This talk will describe work done in the EU DataGrid project, but which is equally applicable in the context of the UK Grid environment, in defining an initial architecture for network monitoring in the Grid.
Measuring and monitoring of network performance is required by the Grid for two important reasons. Firstly to provide the metrics required for use by Grid resource broker services and the middleware, and secondly, to describe the network performance from the perspective of a Grid application and hence identify any strategic issues which may arise.
The aim of the work was to make use of well-understood basic network monitoring tools in a coherent and simply extensible manner to demonstrate the publication of network metrics to the Grid middleware via LDAP, and also to make this information available via a Web interface.
The talk will outline the requirements for network monitoring and the classical metrics associated with network monitoring and existing monitoring methods and associated tools will be discussed. The architectural design of the monitoring system comprising the four functional units of monitoring tools (aka sensors); the repository for collected data; the means of analysis of that data to generate network metrics; and the means to publish and to use the derived metrics, will be presented.
The system delivered as a part of the EU DataGrid project makes use of basic monitoring tools which produce the standard measurements of Round Trip Delay, Packet Loss, Total traffic volume, TCP and UDP throughput, site connectivity and service availability. Examples of these capabilities will be shown.
In respect of network information services and the publication of network metrics, an LDAP information provider has been developed. Grid applications are able to access network monitoring metrics via LDAP services according to a well-defined LDAP schema. The LDAP service itself gathers and maintains the network monitoring metric data via information provider scripts that fetch the current metric information from the local network monitoring data store.

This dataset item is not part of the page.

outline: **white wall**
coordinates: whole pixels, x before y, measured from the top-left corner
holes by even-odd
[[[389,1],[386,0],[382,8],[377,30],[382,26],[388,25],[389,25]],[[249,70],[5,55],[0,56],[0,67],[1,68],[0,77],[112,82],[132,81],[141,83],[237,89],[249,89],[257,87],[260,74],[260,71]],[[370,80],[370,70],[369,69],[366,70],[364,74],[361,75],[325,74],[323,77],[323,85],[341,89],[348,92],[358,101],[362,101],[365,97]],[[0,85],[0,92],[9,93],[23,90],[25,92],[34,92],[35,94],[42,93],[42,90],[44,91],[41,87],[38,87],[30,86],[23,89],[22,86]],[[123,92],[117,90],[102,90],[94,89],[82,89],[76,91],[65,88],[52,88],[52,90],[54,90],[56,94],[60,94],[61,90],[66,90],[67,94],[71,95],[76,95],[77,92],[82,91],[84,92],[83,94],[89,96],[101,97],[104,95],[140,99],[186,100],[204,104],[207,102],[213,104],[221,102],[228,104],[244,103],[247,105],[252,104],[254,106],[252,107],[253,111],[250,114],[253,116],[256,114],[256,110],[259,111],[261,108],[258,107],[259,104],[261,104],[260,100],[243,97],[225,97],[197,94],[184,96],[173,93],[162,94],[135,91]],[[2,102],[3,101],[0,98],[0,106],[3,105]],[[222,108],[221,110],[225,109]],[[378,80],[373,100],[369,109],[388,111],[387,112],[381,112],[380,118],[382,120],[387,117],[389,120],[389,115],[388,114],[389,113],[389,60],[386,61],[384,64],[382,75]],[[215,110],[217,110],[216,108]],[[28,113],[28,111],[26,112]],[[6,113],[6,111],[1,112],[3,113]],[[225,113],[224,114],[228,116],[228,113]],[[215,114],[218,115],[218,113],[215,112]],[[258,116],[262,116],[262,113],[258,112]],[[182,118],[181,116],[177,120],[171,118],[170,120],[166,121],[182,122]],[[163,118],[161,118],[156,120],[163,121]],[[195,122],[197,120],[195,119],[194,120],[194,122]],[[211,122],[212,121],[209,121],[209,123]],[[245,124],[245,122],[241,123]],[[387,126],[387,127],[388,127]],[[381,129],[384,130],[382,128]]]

Independently, a set of network monitoring tools are run from the site to collect the data which describes the local view of network access to other sites in the Grid. The separate components that are required by this network monitoring architecture have been developed and demonstrated and will be shown.
In the future, work will concentrate on the subjects of forecasting with respect to the identified network monitoring metrics; extending the monitoring capabilities and understand how to incorporate them into the network monitoring architecture; reviewing the actual use of these metrics via the middleware. In addition consideration will be given to the use of other approaches to data publication.